In Lata Mangeshkar’s India, Rich and Poor Can Feel Equal Sorrow at Passing of an Icon
In Lata Mangeshkar’s India, Rich and Poor Can Feel Equal Sorrow at Passing of an Icon
Here was a woman who sang in 36 languages, who learnt Hindi, English and Urdu, who sang for heroines of all backgrounds and ethnicities, and who was trained by Muslim and Hindu musicians.

In the last few days, political leaders have given us their idea of India. One has described it as a Union of States, another has called it a country forever in opposition to the rootless rich in their palaces. But for the rest of us, it is Lata Mangeshkar’s India. So deeply embedded is her voice in the collective consciousness that it has taken her passing to remind us how much we had taken her for granted. A woman who started singing in the year of the Quit India movement so her family could survive and whose voice has continued to echo in our heart 80 years on. Cutting across age, geography, class, her song has had us in her thrall.
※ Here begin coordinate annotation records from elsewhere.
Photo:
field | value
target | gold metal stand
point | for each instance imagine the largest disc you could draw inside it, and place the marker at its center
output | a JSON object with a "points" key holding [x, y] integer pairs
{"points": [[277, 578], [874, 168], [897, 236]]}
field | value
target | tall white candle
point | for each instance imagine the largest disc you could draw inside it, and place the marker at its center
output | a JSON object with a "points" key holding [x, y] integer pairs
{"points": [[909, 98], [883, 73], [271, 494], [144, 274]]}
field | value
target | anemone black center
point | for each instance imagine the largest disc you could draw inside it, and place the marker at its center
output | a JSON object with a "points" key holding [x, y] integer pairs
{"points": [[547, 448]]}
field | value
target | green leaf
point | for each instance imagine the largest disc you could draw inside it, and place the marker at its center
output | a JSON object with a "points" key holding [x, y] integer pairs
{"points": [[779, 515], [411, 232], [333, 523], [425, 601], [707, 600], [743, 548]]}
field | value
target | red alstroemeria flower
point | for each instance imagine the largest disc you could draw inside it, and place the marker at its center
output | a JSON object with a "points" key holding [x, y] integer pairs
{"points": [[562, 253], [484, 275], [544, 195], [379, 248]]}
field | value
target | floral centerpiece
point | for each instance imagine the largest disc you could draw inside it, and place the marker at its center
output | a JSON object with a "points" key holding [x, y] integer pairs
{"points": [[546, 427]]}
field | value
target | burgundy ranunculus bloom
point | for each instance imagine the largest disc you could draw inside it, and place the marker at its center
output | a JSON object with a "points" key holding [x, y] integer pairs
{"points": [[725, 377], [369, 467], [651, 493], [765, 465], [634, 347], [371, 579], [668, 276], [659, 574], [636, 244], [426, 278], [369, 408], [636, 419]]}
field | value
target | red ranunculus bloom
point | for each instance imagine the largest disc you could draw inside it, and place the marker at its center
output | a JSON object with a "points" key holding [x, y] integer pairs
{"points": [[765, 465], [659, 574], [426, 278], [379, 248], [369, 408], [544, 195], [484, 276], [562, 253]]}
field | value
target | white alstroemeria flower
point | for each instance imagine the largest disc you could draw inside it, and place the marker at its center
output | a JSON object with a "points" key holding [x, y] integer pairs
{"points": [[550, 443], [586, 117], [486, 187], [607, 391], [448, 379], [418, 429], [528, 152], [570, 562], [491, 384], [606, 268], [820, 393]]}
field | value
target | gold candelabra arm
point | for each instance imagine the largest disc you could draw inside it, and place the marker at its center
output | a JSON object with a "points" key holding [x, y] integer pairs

And indeed, that is the power of India. Its people are so much more than their politicians. In the official and often officious history of India, we tend to forget the heroes and heroines of civil society. Lata Mangeshkar’s voice, Sachin Tendulkar’s batting, Dilip Kumar’s acting, Birju Maharaj’s Kathak, Ustad Bismillah Khan’s shehnai, the list of what unites us is long. This is India where the pauper and the prince can feel equal sorrow at the passing of an icon who entertained them for generations. As director Rakeysh Omprakash Mehra said so beautifully, Lata was a citizen of the earth and her voice belonged to humanity.

What made her so special? It was her talent, hard work, and her consistency. But there were other things as well. She represented the model working woman, unmarried, dedicated to her family, handing over her earnings to “mai” (her mother) so she could run the household. There was no romantic involvement in the public eye that seemingly distracted her from her higher purpose. She embodied the migrant in all of us, moving to Mumbai to work, living in a small two-room chawl, before buying the first floor Peddar Road flat where she lived till her last day. It is the middle class Indian dream. Buying a house in the city of your dreams and staying in it forever, even if fortunes rise and fall, work comes and goes, and appreciation rises and wanes.

But mostly Lata’s India is the India of our diversity. Here was a woman who sang in 36 languages, who learnt Hindi, English and Urdu even though she was not formally educated, who sang for heroines of all backgrounds and ethnicities, and who was trained as much by Muslim gurus as Hindu musicians. “We lived like brothers and sisters,” she said of men like Kishore Kumar, Mukesh and Mohammed Rafi with whom she sang romantic duets. No one looked at religion, caste or class. Bollywood celebrated talent, no matter the faith.

But Lata was not merely Bollywood; Lata was all of us. She was the cab driver who listened to her on long drives. She was the diasporic Indian whose eyes would fill with longing for home, she was the ageing homemaker remembering the girl who would write down the lyrics of every song in her notebook, she was the young man listening to the duet that captured his early romance. Rekha as she walked with Amitabh Bachchan in misty, water-coloured mornings; Madhubala as she shook the unshockable Ashok Kumar; Nargis as she quenched the thirst of a weary stranger, and Madhuri Dixit as she played naughty and nice with Salman Khan.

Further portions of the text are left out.